Defendant also persuasively argues that even more conservative calculations would easily satisfy CAFA's amount in controversy requirement. Specifically, Defendant argues that even assuming a 30% violation rate for recovery periods ($639,285.84) (Opp. at 27), a $297,550.00; a 50% violation rate for Plaintiff's waiting time penalty claim ($859,084.80) (Opp. at 28), and 25% of attorneys' fees only for Plaintiff's wage and hour claim ($508,500.00) (Opp. at 30), Plaintiff meets the amount in controversy. And courts have routinely found such calculations reasonable. See, e.g., Ortega v. ITS Technologies, 2021 WL 4934978 at * 5 (C.D. Cal. Oct. 22, 2021) (75% violation rate for waiting time penalties); Cortez v. Parker-Hannifin Corp., 2020 WL 5905435 at *3 (C.D. Cal., Oct. 6, 2020) (75% violation rate for waiting time penalties); Marquez v. Toll Global Forwarding (USA) Inc., 2018 WL 3046965 at *4 (C.D. Cal., June 19, 2018) (50% violation rate for waiting time penalties); Paul, Johnson, Alston & Hunt v. Graulty, 886 F.2d 26, 272 (9th Cir. 1989) (noting with approval that the “bench mark” percentage for the fee award should be 25 percent.”) (citation omitted).

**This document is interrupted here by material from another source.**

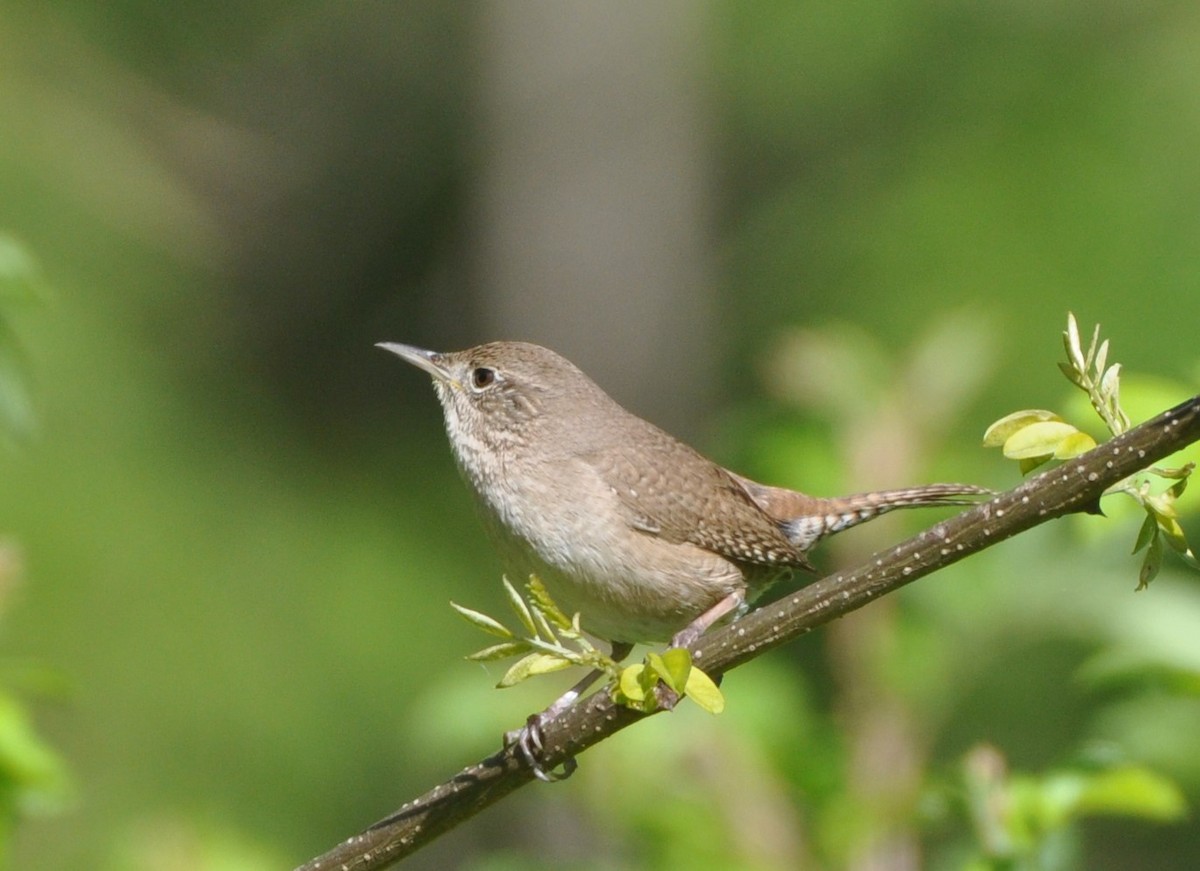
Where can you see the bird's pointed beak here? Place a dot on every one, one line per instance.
(427, 360)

Plaintiff's attempt to limit the scope of his allegations by pointing to words used in his Complaint, describing the rate of Defendant's violations as “often” or “not provided with at all” is not compelling. Indeed, Plaintiff's complaint alleges that Defendant engaged in a “pattern and practice” of violating the Labor Code. (See, e.g. Compl. at ¶¶ 17, 18, 22, 26, 33, 79 [“Defendants have a common policy, pattern, and practice of failing to compensate Plaintiff and members of the Class[.]”.) And Defendant “is not required to comb through its records to identify and calculate the exact frequency of violations.” Tajonar v. Echosphere, 2015 WL 4064642, at *3 (S.D. Cal. July 2, 2015). Nor can “Plaintiff . . . simply sit silent and take refuge in the fact that it is Defendant's burden to establish the grounds for federal jurisdiction. This is especially the case since the knowledge in question-how often Plaintiff claims he was made to work overtime [or missed breaks]-is uniquely within Plaintiff's possession.” Patel v. Nike Retail Servs., Inc., 58 F.Supp.3d 1032, 1042 (N.D. Cal. 2014); see also Moppin v. Los Robles Med. Ctr., 2015 WL 5618872, at *3, *5 (C.D. Cal. 2015) (denying remand where plaintiff “offer[ed] no evidence rebutting this violation” rate, despite the opportunity to do so.
In sum, Defendant bases its amount in controversy on reasonable calculations supported by Plaintiff's own Complaint and a declaration from Mr. Billings, who is uniquely situated to speak to the scope of Defendant's employment activities in California. Plaintiff presents absolutely no evidence to rebut those calculations nor does he persuasively assert that Defendant was required to do more. Accordingly, Defendant has satisfied its burden to invoke CAFA's jurisdiction.
III. CONCLUSION
For the foregoing reasons, Plaintiffs' motion is DENIED.